Les derniers développements de la situation à Fukushima montrent que la crise nucléaire n'est toujours pas sous contrôle. Mais la communauté internationale ne semble pas avoir pris la mesure du problème.


Vue aérienne de réservoirs de stockage à Fukushima


Vue aérienne de réservoirs de stockage à Fukushima© Reuters/Kyodo

Les derniers événements survenus à Fukushima démontrent que, près de deux ans et demi après le tsunami du 11 mars 2011, la crise nucléaire est encore très loin d'être réglée. Le plus étonnant est le peu de réactions internationales que suscite cette situation, alors même que la pollution radioactive menace les zones de pêche du Pacifique. D'ores et déjà, deux des principales coopératives de pêcheurs de la préfecture de Fukushima viennent d'annoncer qu'elles suspendaient leur activité sine die. Or la pollution ne peut que s'aggraver.

 Au moins 300 tonnes d'eau contaminée provenant de la centrale accidentée se répandent chaque jour dans le Pacifique, et cela probablement depuis mai 2011.

Pourtant, jusqu'ici, la communauté internationale n'a lancé aucun appel ni pris aucune initiative visant à combattre cette dégradation de l'environnement océanique. Seuls les voisins du Japon ont réagi, et de manière plutôt modérée. La Corée du Sud réclame aux autorités japonaises des explications sur la manière dont elles comptent empêcher les rejets radioactifs de contaminer les zones de pêche. La Chine s'est déclarée « choquée » et a appelé le Japon à fournir des informations « complètes, pertinentes et en temps opportun » Mais ces déclarations restent formelles et ne sont accompagnées d'aucune action concrète, que ce soit pour faire pression sur le Japon ou à l'inverse pour lui proposer une aide.

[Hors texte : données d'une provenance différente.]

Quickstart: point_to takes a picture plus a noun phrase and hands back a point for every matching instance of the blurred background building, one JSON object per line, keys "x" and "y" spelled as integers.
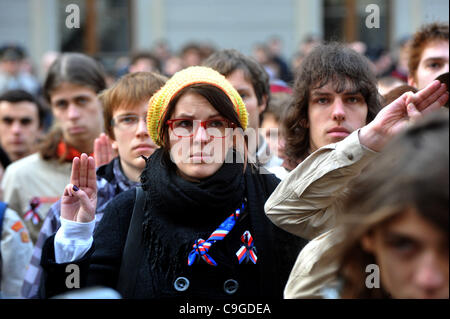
{"x": 110, "y": 29}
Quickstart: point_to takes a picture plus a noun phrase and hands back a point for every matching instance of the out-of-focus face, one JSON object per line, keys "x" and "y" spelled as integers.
{"x": 79, "y": 113}
{"x": 412, "y": 255}
{"x": 245, "y": 89}
{"x": 19, "y": 128}
{"x": 333, "y": 116}
{"x": 201, "y": 155}
{"x": 433, "y": 62}
{"x": 131, "y": 138}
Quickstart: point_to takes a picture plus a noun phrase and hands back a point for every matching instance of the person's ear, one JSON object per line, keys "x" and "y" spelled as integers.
{"x": 411, "y": 81}
{"x": 368, "y": 242}
{"x": 114, "y": 145}
{"x": 263, "y": 105}
{"x": 304, "y": 123}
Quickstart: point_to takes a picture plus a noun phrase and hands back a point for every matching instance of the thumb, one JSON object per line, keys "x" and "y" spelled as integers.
{"x": 413, "y": 113}
{"x": 87, "y": 209}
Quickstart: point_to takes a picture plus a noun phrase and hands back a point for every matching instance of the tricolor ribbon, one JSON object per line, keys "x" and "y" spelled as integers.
{"x": 248, "y": 250}
{"x": 32, "y": 211}
{"x": 201, "y": 246}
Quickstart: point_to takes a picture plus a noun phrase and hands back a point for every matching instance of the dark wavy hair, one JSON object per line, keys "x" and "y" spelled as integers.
{"x": 227, "y": 61}
{"x": 328, "y": 63}
{"x": 390, "y": 185}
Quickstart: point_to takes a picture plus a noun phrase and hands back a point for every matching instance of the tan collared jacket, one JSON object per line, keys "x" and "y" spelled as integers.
{"x": 33, "y": 177}
{"x": 308, "y": 203}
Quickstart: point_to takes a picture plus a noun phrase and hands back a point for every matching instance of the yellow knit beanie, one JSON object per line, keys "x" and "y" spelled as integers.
{"x": 192, "y": 75}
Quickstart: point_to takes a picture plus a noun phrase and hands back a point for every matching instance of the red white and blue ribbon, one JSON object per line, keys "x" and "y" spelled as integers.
{"x": 32, "y": 212}
{"x": 248, "y": 250}
{"x": 201, "y": 246}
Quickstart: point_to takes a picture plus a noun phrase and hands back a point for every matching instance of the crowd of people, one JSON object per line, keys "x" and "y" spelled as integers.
{"x": 216, "y": 174}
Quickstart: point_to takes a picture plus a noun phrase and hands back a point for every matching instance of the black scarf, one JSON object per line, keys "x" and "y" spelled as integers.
{"x": 207, "y": 202}
{"x": 178, "y": 212}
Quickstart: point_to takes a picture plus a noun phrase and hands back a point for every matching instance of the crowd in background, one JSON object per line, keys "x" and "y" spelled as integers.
{"x": 103, "y": 92}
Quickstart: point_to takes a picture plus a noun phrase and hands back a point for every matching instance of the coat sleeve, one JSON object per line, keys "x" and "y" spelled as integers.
{"x": 306, "y": 201}
{"x": 100, "y": 266}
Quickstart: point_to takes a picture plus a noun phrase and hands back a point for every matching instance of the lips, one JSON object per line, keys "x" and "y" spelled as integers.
{"x": 142, "y": 146}
{"x": 199, "y": 156}
{"x": 77, "y": 129}
{"x": 338, "y": 131}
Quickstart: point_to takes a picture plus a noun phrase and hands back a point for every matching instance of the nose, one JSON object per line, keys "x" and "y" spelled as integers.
{"x": 141, "y": 129}
{"x": 200, "y": 134}
{"x": 429, "y": 276}
{"x": 445, "y": 67}
{"x": 73, "y": 112}
{"x": 16, "y": 128}
{"x": 338, "y": 110}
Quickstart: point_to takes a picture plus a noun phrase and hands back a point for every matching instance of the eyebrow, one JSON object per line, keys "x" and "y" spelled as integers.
{"x": 190, "y": 116}
{"x": 431, "y": 58}
{"x": 322, "y": 93}
{"x": 74, "y": 97}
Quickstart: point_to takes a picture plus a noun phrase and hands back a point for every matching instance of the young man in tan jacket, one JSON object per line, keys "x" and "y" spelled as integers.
{"x": 338, "y": 133}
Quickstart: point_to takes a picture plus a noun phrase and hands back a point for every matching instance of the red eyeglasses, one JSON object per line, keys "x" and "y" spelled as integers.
{"x": 216, "y": 128}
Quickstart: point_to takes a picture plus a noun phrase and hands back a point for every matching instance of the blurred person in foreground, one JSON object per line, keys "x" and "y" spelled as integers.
{"x": 428, "y": 54}
{"x": 396, "y": 219}
{"x": 21, "y": 123}
{"x": 15, "y": 245}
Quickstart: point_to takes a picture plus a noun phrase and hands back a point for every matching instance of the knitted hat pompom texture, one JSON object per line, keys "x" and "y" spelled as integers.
{"x": 159, "y": 102}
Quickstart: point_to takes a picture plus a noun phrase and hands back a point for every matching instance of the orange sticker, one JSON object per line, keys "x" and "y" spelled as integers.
{"x": 24, "y": 236}
{"x": 17, "y": 226}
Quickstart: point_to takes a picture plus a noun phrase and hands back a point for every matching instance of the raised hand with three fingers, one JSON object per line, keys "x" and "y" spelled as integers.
{"x": 79, "y": 200}
{"x": 396, "y": 116}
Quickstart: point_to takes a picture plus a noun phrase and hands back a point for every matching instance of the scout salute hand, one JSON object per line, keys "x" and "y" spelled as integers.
{"x": 79, "y": 200}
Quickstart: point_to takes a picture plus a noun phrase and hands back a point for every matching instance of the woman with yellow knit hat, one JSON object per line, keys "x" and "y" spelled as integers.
{"x": 198, "y": 228}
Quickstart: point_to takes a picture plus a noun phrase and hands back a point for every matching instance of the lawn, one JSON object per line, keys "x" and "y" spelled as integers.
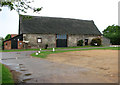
{"x": 6, "y": 75}
{"x": 44, "y": 54}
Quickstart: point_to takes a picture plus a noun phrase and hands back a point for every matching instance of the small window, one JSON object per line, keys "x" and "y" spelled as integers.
{"x": 6, "y": 44}
{"x": 39, "y": 40}
{"x": 20, "y": 43}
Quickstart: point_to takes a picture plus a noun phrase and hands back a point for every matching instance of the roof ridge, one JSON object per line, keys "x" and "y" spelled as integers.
{"x": 58, "y": 18}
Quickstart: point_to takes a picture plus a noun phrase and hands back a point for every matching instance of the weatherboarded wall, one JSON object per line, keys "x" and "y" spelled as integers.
{"x": 49, "y": 39}
{"x": 7, "y": 45}
{"x": 73, "y": 39}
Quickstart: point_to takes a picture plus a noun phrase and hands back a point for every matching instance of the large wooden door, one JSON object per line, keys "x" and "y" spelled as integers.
{"x": 61, "y": 41}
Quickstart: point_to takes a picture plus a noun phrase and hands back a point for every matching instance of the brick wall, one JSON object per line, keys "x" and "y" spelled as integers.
{"x": 7, "y": 45}
{"x": 20, "y": 44}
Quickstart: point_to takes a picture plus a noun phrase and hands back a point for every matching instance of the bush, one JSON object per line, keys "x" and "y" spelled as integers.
{"x": 8, "y": 37}
{"x": 80, "y": 43}
{"x": 96, "y": 42}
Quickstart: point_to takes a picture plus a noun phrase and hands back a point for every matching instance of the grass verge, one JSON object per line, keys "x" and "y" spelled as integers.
{"x": 44, "y": 54}
{"x": 17, "y": 50}
{"x": 5, "y": 75}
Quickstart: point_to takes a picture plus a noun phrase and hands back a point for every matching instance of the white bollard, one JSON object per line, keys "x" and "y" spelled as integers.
{"x": 53, "y": 49}
{"x": 36, "y": 53}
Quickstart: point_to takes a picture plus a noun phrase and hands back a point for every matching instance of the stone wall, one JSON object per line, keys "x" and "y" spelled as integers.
{"x": 49, "y": 39}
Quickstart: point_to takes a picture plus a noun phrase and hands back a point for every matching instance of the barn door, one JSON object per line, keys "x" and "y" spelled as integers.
{"x": 61, "y": 41}
{"x": 86, "y": 41}
{"x": 14, "y": 43}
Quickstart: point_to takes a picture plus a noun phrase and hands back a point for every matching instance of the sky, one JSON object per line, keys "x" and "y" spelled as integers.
{"x": 102, "y": 12}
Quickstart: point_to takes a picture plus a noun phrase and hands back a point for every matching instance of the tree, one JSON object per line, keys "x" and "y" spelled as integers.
{"x": 8, "y": 37}
{"x": 113, "y": 33}
{"x": 19, "y": 5}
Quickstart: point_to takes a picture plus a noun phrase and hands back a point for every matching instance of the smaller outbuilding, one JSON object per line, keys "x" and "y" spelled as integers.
{"x": 15, "y": 42}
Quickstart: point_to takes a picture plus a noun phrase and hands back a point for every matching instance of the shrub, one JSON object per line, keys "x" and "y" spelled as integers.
{"x": 96, "y": 42}
{"x": 46, "y": 46}
{"x": 80, "y": 43}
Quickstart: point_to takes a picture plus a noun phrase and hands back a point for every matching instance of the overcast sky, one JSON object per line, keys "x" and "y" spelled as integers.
{"x": 102, "y": 12}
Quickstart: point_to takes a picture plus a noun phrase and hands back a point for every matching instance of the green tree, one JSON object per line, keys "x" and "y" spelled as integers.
{"x": 113, "y": 33}
{"x": 8, "y": 37}
{"x": 19, "y": 5}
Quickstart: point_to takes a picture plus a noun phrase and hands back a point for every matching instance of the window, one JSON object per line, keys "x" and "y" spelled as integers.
{"x": 61, "y": 36}
{"x": 39, "y": 40}
{"x": 5, "y": 43}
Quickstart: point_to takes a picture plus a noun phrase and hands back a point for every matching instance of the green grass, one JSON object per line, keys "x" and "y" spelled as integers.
{"x": 17, "y": 50}
{"x": 44, "y": 54}
{"x": 6, "y": 76}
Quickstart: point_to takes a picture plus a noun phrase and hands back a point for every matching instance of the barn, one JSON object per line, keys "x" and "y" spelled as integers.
{"x": 38, "y": 31}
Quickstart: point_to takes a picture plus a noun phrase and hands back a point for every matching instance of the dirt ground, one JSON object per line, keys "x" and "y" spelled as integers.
{"x": 104, "y": 62}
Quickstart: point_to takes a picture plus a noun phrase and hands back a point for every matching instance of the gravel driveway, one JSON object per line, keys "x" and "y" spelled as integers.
{"x": 37, "y": 70}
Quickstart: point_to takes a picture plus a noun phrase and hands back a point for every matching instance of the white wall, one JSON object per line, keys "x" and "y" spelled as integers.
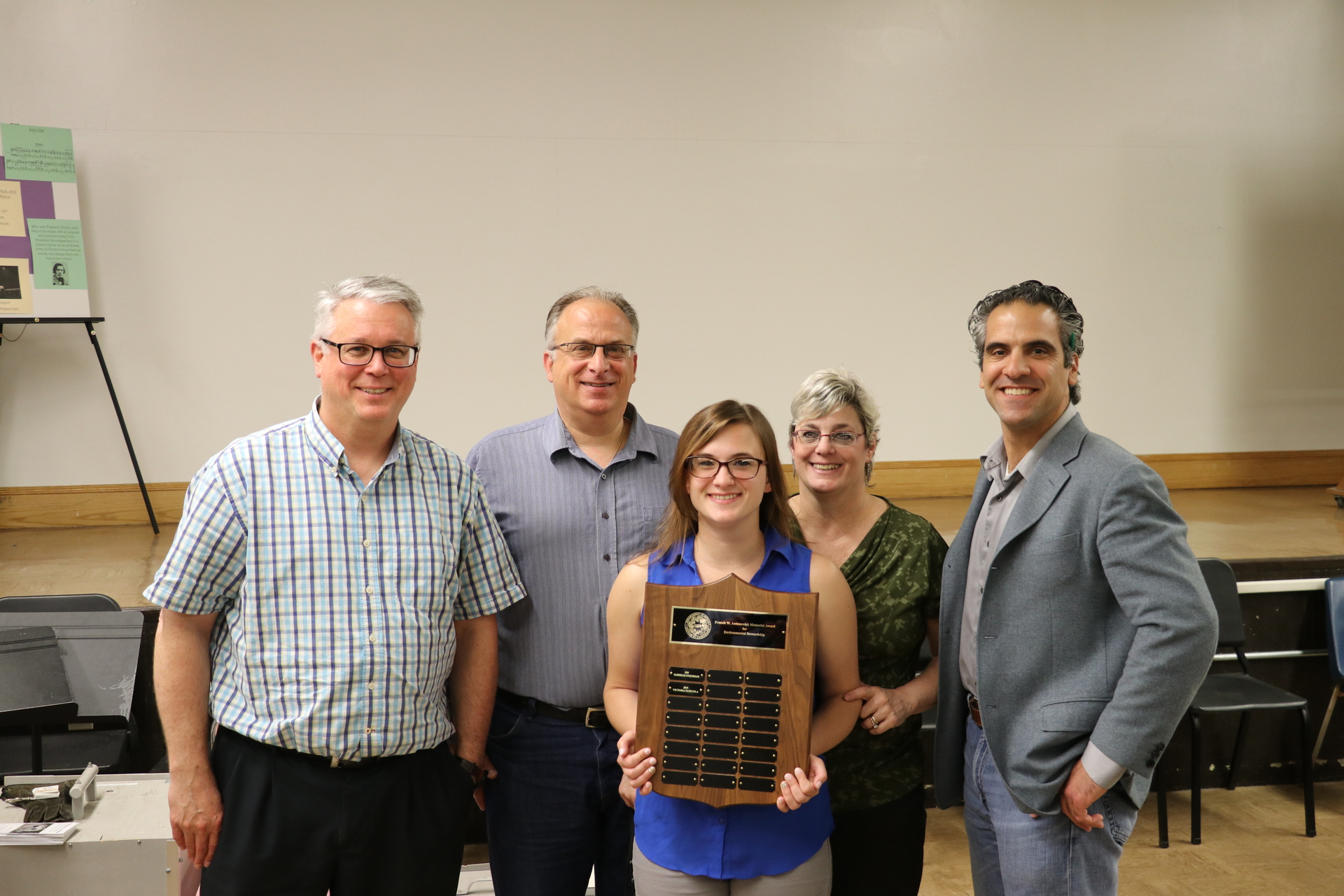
{"x": 777, "y": 186}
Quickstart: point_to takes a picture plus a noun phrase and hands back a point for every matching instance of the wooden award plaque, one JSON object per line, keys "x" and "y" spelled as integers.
{"x": 726, "y": 681}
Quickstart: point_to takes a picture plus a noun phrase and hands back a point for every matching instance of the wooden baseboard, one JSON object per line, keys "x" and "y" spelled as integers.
{"x": 1247, "y": 469}
{"x": 66, "y": 505}
{"x": 59, "y": 507}
{"x": 1222, "y": 470}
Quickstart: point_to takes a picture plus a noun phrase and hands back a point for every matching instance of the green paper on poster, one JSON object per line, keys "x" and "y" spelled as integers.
{"x": 57, "y": 254}
{"x": 38, "y": 153}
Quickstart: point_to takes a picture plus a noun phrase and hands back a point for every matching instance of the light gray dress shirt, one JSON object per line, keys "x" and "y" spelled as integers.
{"x": 570, "y": 527}
{"x": 1004, "y": 488}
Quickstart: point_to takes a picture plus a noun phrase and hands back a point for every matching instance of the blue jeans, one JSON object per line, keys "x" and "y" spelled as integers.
{"x": 1015, "y": 855}
{"x": 554, "y": 813}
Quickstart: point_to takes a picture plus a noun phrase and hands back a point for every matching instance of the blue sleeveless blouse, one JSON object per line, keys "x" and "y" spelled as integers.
{"x": 734, "y": 843}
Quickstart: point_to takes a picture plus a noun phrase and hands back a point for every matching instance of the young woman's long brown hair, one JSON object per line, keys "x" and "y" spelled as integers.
{"x": 682, "y": 520}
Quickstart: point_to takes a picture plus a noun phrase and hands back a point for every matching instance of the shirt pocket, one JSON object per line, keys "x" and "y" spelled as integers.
{"x": 421, "y": 564}
{"x": 648, "y": 528}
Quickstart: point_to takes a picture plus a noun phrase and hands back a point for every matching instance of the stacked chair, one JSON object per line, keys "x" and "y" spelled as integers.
{"x": 1335, "y": 643}
{"x": 83, "y": 649}
{"x": 1233, "y": 692}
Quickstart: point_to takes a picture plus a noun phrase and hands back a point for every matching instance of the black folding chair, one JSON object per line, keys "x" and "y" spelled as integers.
{"x": 1233, "y": 692}
{"x": 59, "y": 603}
{"x": 1335, "y": 641}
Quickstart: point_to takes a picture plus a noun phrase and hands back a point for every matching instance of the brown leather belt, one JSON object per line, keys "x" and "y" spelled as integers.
{"x": 590, "y": 716}
{"x": 974, "y": 710}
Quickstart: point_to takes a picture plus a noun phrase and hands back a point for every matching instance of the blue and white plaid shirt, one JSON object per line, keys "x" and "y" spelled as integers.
{"x": 336, "y": 603}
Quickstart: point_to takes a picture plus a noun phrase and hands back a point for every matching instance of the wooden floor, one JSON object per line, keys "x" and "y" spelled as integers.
{"x": 1253, "y": 846}
{"x": 1234, "y": 524}
{"x": 1253, "y": 837}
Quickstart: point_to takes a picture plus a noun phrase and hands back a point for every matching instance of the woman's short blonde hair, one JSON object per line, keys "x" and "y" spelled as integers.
{"x": 830, "y": 390}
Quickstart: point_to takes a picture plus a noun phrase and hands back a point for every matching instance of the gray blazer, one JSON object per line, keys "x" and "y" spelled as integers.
{"x": 1096, "y": 625}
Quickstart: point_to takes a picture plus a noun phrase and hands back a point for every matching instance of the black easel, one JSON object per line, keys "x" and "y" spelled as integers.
{"x": 106, "y": 377}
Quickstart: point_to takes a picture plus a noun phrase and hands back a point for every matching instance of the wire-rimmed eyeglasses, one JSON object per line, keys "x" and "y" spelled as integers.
{"x": 706, "y": 468}
{"x": 584, "y": 351}
{"x": 841, "y": 438}
{"x": 359, "y": 354}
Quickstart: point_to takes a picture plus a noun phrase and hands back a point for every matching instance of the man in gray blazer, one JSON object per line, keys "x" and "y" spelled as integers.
{"x": 1075, "y": 621}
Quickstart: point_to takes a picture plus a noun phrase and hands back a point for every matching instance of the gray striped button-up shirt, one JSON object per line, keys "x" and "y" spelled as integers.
{"x": 570, "y": 526}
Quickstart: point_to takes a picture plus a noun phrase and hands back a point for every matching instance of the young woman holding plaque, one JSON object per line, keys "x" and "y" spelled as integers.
{"x": 730, "y": 514}
{"x": 892, "y": 562}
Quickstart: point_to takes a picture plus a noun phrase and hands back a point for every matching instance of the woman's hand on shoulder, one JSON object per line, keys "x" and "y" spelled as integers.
{"x": 800, "y": 786}
{"x": 883, "y": 708}
{"x": 825, "y": 578}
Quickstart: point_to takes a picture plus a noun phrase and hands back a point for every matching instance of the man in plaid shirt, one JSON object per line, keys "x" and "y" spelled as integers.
{"x": 330, "y": 577}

En 1986, Tchernobyl avait mobilisé l'attention du monde entier. Étrangement, tout se passe comme si la communauté internationale était incapable de prendre au sérieux la catastrophe de Fukushima, l'accident nucléaire le plus grave de l'Histoire avec celui de la centrale ukrainienne. Les grands pays nucléaires, notamment la France et les États-Unis, qui ont des accords de coopération avec le Japon, n'ont apporté que des aides ponctuelles et limitées. Aucune action internationale susceptible d'avoir un impact significatif sur la crise de Fukushima n'a été entreprise, ni même proposée.

Encore plus étonnant, le Japon lui-même ne semble pas, jusqu'ici, avoir pris en compte la gravité réelle de l'accident nucléaire. Et cela, malgré la multiplication des rapports sur la catastrophe et des annonces de réformes destinées à améliorer la sécurité. D'où la colère des habitants de la région de la centrale. Le gouverneur de la préfecture de Fukushima, Yuhei Sato, a déclaré, à propos de la pollution de l'océan révélée ces jours-ci : « Nous voulons que ces problèmes soient traités pour ce qu'ils sont, une urgence nationale. » Manière indirecte de signaler que la dimension nationale ne va pas de soi : aussi incroyable que cela paraisse, dans les faits, le gouvernement a tendance à gérer Fukushima comme une crise régionale et ne mobilise pas les ressources nécessaires pour faire réellement face à la situation.

« Cette crise ne menace pas seulement la sécurité des zones environnantes, mais aussi la confiance internationale envers le Japon. Le premier ministre Shinzo Abe devrait prendre en main la situation en donnant une réponse rapide et efficace. » C'est ainsi que l'un des principaux quotidiens japonais, Asahi shimbun, juge les récents événements survenus à la centrale de Fukushima. Un autre grand journal, The Mainichi, dénonce le « manque de sens des responsabilités du gouvernement », à qui il reproche d'avoir abandonné la gestion quotidienne de la crise à la Tokyo Electric Power Company la Tokyo Electric Power company (Tepco) l'exploitant de la centrale.

Pour la presse japonaise, il est clair que le gouvernement ne joue pas son rôle, et se contente de dénoncer les errements de Tepco sans prendre la direction des opérations. Shinzo Abe a annoncé, le 7 août, que le gouvernement allait « prendre des mesures » au lieu de laisser Tepco agir seule. Mais pour l'instant, cette déclaration ne s'est pas traduite en actes.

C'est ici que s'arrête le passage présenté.